Chiang's (Stories of Your Life and Others, 2002) second collection begins with an instant classic, “The Merchant and the Alchemist’s Gate,” which won Hugo and Nebula awards for Best Novelette in 2008. A time-travel fantasy set largely in ancient Baghdad, the story follows fabric merchant Fuwaad ibn Abbas after he meets an alchemist who has crafted what is essentially a time portal. After hearing life-changing stories about others who have used the portal, he decides to go back in time to try to right a terrible wrong—and realizes, too late, that nothing can erase the past.
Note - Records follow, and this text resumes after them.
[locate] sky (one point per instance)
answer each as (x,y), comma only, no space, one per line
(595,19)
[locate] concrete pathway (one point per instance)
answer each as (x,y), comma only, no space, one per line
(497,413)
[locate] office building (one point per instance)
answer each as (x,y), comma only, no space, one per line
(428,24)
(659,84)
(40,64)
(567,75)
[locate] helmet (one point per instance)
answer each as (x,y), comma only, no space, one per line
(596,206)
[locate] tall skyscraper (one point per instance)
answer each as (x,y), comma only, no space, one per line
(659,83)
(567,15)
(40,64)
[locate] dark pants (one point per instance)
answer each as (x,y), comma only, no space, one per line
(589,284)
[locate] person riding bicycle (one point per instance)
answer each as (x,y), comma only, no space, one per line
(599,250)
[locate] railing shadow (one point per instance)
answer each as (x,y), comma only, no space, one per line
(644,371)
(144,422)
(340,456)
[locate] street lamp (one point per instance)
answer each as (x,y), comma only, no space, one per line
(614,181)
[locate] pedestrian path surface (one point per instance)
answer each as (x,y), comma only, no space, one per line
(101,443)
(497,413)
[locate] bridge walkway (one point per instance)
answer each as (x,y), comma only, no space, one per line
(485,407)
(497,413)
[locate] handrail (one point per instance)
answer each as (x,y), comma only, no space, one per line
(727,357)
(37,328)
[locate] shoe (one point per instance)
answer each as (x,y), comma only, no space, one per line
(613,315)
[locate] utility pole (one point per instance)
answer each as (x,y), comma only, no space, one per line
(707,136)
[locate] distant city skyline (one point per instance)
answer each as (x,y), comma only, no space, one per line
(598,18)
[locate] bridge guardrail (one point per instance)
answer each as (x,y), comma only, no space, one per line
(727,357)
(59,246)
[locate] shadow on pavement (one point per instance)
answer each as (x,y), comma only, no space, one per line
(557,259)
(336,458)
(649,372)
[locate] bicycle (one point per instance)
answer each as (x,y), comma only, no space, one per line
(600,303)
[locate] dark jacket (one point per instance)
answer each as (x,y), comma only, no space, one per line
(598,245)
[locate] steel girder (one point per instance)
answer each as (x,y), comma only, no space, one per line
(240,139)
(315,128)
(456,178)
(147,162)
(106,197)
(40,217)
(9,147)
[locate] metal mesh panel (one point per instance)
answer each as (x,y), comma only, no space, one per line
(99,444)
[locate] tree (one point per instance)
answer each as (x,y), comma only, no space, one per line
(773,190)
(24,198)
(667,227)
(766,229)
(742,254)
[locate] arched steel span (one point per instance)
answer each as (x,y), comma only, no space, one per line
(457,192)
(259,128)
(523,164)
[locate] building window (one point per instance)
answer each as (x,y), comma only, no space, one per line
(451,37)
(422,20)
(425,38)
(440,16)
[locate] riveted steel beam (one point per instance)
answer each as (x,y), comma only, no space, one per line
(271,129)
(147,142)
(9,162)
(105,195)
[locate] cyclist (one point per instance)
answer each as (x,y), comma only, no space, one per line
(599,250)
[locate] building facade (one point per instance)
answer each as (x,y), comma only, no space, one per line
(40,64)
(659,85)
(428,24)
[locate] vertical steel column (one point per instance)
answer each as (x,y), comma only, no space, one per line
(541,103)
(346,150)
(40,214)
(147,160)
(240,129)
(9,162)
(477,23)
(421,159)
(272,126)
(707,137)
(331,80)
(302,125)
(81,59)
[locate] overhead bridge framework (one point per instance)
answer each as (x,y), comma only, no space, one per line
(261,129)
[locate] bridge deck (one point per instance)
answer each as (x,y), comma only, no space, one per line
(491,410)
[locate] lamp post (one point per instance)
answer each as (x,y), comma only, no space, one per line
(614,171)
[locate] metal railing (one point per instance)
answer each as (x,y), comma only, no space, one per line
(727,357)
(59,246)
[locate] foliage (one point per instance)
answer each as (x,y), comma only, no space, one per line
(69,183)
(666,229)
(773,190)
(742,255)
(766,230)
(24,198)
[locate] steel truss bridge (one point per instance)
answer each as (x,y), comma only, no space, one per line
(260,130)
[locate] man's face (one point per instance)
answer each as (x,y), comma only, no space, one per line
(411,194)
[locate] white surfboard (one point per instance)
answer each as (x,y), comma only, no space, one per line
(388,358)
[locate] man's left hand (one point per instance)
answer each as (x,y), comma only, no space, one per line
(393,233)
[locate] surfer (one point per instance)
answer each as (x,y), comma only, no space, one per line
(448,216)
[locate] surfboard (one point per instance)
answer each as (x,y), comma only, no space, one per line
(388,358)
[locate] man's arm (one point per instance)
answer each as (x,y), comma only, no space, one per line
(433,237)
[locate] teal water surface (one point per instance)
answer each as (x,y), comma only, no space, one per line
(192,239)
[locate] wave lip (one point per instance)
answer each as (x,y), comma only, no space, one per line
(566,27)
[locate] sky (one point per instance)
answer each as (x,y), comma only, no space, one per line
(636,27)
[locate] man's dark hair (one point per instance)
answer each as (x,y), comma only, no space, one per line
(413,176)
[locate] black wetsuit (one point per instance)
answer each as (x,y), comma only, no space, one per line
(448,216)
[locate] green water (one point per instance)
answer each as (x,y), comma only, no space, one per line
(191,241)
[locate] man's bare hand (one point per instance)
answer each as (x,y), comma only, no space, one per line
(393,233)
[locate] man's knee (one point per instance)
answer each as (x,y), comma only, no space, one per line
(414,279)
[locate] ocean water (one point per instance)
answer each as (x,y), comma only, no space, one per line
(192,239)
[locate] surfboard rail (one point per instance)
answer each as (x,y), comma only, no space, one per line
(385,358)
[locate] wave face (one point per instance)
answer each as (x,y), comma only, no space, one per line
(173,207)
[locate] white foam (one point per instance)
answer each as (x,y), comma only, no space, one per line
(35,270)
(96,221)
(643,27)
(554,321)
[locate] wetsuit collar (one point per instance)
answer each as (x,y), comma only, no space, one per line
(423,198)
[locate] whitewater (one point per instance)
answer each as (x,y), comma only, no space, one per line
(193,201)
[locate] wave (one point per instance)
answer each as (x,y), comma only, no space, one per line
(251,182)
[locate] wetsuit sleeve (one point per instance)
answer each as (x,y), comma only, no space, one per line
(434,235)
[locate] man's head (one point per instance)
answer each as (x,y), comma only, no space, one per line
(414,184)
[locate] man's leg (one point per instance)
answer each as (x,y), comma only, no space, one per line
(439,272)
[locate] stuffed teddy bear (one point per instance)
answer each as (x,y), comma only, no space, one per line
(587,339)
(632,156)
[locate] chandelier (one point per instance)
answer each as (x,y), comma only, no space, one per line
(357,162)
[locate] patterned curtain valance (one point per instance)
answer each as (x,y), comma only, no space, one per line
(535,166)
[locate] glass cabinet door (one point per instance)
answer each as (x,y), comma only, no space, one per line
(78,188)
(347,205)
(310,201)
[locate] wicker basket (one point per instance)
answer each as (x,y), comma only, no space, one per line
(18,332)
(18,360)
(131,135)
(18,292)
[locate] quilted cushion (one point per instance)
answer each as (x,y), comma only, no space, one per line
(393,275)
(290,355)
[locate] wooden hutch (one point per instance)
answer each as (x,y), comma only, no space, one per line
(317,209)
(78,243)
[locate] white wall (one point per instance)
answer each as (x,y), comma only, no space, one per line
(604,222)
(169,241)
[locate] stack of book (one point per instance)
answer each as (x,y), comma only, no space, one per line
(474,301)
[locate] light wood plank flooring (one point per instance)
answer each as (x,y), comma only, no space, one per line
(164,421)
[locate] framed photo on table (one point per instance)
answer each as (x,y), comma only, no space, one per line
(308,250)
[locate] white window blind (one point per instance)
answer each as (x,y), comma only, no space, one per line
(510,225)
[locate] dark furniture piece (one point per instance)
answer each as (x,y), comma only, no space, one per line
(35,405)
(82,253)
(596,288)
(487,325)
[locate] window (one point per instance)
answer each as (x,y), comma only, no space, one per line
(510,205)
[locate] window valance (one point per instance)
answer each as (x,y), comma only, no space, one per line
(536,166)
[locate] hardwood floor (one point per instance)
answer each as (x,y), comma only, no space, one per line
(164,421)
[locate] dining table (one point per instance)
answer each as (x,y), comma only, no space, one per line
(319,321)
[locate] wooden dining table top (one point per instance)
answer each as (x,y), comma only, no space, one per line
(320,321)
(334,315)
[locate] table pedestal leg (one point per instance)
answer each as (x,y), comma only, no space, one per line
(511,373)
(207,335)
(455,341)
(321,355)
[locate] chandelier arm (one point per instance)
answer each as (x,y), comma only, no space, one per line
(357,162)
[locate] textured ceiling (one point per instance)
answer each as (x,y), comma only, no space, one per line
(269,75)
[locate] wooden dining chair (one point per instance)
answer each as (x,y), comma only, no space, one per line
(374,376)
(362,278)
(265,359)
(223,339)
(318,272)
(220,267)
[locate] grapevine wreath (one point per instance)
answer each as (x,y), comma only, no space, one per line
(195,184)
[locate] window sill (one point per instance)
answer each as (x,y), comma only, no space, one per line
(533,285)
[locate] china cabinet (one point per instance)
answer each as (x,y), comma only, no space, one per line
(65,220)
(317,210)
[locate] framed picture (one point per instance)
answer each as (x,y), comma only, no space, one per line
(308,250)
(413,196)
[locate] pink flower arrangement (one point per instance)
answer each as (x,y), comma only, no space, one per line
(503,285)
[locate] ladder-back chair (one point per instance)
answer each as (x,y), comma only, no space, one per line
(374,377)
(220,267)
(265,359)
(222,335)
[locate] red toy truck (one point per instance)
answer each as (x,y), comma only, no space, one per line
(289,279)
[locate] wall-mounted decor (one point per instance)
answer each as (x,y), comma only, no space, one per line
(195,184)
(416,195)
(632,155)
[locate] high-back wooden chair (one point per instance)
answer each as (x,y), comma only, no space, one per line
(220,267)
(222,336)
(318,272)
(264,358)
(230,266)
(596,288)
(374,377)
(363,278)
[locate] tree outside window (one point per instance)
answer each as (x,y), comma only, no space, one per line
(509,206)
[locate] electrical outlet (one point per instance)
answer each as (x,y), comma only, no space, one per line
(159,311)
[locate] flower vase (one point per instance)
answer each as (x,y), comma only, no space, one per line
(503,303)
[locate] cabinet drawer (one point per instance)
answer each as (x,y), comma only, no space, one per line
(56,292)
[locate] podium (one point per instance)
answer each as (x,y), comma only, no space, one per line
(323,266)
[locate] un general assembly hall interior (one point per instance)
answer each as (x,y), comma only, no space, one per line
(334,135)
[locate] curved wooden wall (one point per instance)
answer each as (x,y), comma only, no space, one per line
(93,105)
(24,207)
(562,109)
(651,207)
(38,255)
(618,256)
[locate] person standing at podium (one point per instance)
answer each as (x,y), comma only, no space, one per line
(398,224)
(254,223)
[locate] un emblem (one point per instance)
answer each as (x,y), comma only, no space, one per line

Other standout selections include “The Lifecycle of Software Objects,” a story about a software tester who, over the course of a decade, struggles to keep a sentient digital entity alive; “The Great Silence,” which brilliantly questions the theory that humankind is the only intelligent race in the universe; and “Dacey’s Patent Automatic Nanny,” which chronicles the consequences of machines raising human children. But arguably the most profound story is "Exhalation" (which won the 2009 Hugo Award for Best Short Story), a heart-rending message and warning from a scientist of a highly advanced, but now extinct, race of mechanical beings from another universe. Although the being theorizes that all life will die when the universes reach “equilibrium,” its parting advice will resonate with everyone: “Contemplate the marvel that is existence, and rejoice that you are able to do so.”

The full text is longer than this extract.